PT. Kallista Alam yang membakar hutan gambut Rawa Tripa untuk dijadikan perkebunan sawit, tetap diwajibkan membayar denda sebesar Rp366 miliar. Kepastian ini didapat setelah Pengadilan Tinggi Banda Aceh, Provinsi Aceh, membatalkan putusan Majelis Hakim Pengadilan Negeri Meulaboh.
Majelis Hakim Pengadilan Tinggi Banda yang diketuai Djumali serta Petriyanti dan Wahyono sebagai hakim anggota, dalam putusan Nomor Perkara 80/PDT-LH/2018/PT.BNA, membatalkan putusan Pengadilan Negeri Meulaboh Nomor: 16/Pdt.G/2017/Pn.Mbo, tertanggal 12 April 2018.
Staf Sekretariat dan Kepaniteraan Pengadilan Tinggi Banda Aceh, pada 17 Oktober 2018 menyatakan, putusan tersebut dibacakan pada 4 Oktober 2018.
Dalam putusan itu, Majelis Hakim menerima permohonan banding dari pembanding yang sebelumnya sebagai tergugat (KLHK). “Membatalkan putusan Pengadilan Negeri Meulaboh Nomor: 16/Pdt.G/2017/Pn.Mbo, 12 April 2018,” sebut Majelis Hakim.
Majelis Hakim juga menyatakan, gugatan PT. Kallista Alam tidak dapat diterima dan menghukum penggugat atau terbanding untuk membayar biaya perkara Rp.150.000,-
Baca: Kasus Pembakar Rawa Tripa: Aneh, Pengadilan Negeri Meulaboh Batalkan Putusan Mahkamah Agung
Muslim, masyarakat Darul Makmur, Kabupaten Nagan Raya, menyambut baik putusan Pengadilan Tinggi Banda Aceh. Menurutnya, hukuman yang mewajibkan PT. Kalista Alam membayar denda dan biaya pemulihan lahan sudah sangat pantas dan harus segera dilakukan.
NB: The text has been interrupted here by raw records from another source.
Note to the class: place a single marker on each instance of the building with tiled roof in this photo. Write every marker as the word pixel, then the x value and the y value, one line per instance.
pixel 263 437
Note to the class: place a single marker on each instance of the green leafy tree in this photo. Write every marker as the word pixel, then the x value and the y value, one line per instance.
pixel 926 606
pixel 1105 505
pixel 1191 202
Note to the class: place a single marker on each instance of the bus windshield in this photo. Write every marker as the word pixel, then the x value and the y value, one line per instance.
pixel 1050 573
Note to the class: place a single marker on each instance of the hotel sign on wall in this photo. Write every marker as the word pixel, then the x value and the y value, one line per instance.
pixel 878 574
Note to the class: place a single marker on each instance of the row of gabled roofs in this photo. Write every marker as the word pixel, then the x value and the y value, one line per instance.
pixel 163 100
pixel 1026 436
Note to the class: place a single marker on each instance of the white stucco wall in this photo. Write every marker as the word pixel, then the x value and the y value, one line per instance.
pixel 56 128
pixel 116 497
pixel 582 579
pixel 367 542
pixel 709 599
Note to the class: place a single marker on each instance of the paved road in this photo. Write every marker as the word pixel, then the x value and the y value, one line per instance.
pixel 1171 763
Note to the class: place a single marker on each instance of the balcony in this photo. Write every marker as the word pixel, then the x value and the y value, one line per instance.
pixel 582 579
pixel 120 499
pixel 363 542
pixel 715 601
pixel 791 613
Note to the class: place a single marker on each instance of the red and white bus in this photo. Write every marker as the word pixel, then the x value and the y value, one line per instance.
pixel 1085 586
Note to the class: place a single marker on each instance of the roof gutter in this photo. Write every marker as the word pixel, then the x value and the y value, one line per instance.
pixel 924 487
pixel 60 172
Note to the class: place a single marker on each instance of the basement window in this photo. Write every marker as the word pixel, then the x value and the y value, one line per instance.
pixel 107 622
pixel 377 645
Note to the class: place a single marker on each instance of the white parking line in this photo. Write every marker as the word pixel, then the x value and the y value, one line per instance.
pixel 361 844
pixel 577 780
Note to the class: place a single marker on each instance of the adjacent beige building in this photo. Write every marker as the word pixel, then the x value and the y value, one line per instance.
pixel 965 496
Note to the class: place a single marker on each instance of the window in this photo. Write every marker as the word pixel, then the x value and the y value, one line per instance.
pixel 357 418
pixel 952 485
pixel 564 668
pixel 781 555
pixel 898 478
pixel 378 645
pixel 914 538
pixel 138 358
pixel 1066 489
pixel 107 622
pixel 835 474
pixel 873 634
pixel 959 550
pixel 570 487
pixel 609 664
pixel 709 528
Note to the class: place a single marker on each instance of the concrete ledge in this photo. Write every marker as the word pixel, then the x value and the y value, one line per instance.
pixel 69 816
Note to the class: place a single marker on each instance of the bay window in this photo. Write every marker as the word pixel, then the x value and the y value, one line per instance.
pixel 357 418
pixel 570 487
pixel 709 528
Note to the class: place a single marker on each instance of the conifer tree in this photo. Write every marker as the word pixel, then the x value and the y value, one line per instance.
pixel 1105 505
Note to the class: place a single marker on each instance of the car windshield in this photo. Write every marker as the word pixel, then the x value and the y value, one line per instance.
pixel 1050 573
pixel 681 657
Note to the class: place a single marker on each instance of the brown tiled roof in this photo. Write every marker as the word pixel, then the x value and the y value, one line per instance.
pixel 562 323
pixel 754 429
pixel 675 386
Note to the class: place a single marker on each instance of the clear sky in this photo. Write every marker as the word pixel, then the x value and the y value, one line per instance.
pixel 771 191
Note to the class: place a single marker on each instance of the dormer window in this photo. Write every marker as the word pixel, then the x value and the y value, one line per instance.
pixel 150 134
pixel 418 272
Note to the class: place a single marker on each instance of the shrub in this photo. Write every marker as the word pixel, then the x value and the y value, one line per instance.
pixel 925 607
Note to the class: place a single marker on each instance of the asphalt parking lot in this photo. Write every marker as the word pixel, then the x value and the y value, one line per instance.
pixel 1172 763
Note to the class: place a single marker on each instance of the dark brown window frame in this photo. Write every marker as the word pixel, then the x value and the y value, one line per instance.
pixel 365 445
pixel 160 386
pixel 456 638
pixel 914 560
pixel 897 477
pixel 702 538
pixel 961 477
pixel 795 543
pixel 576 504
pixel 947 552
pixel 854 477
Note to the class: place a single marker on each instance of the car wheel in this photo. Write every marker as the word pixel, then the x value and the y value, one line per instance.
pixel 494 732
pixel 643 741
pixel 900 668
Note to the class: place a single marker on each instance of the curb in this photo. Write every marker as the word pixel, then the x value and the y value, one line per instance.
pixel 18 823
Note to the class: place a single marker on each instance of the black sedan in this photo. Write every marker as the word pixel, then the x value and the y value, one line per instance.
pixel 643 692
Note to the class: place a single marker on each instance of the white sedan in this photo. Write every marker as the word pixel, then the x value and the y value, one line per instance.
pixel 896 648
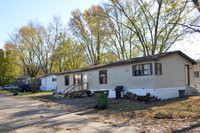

“Mereka tidak perlu dikasihani, karena memang merusak hutan dan tidak pernah peduli dengan masyarakat sekitar,” ujarnya.
Muslim menyontohkan, masyarakat Kuala Seumayang yang perkampungannya di pinggir HGU PT. Kallista Alam, karena wilayahnya terbatas meminta empat hektar lahan perusahaan untuk dijadikan lahan desa. Tujuannya, untuk dibangun fasilitas umum seperti rumah sekolah.
“Namun, perusahaan baru mau memberikan lahan jika masyarakat membayar 8 juta Rupiah untuk satu batang sawit yang ditebang,” ujarnya.
Apresiasi putusan Pengadilan Tinggi Banda Aceh juga disampaikan pegiat lingkungan di Aceh. “Ini adalah kemenangan usaha penyelamatan lingkungan, khususnya hutan rawa gambut, yang selama ini disuarakan banyak orang,” ungkap Nurul Ikhsan, tim Advokasi Yayasan Hutan Alam dan Lingkungan Aceh (HAkA).
Menurut Nurul Ikhsan, meski putusan telah dilakukan bukan berarti masalah selesai. “Eksekusi harus segera dijalankan,” ungkapnya.
Baca juga: Sahabat Pengadilan: Berharap PT. Kallista Alam Dihukum Atas Perbuatannya
Jalan panjang
Sebelumnya, Pengadilan Negeri Meulaboh membebaskan PT. Kallista Alam dari segala tuduhan terkait pembakaran Rawa Tripa. Putusan tersebut berlawanan dengan putusan Mahkamah Agung, baik saat kasasi maupun peninjauan kembali yang diajukan perusahaan tersebut.
Mahkamah Agung melalui putusan Nomor: 651 K/pdt/2015 menyatakan PT. Kallista Alam bersalah. Perusahaan harus membayar ganti rugi materiil sebesar Rp114,3 miliar dan memulihkan lingkungan hidup sekitar Rp251,7 miliar.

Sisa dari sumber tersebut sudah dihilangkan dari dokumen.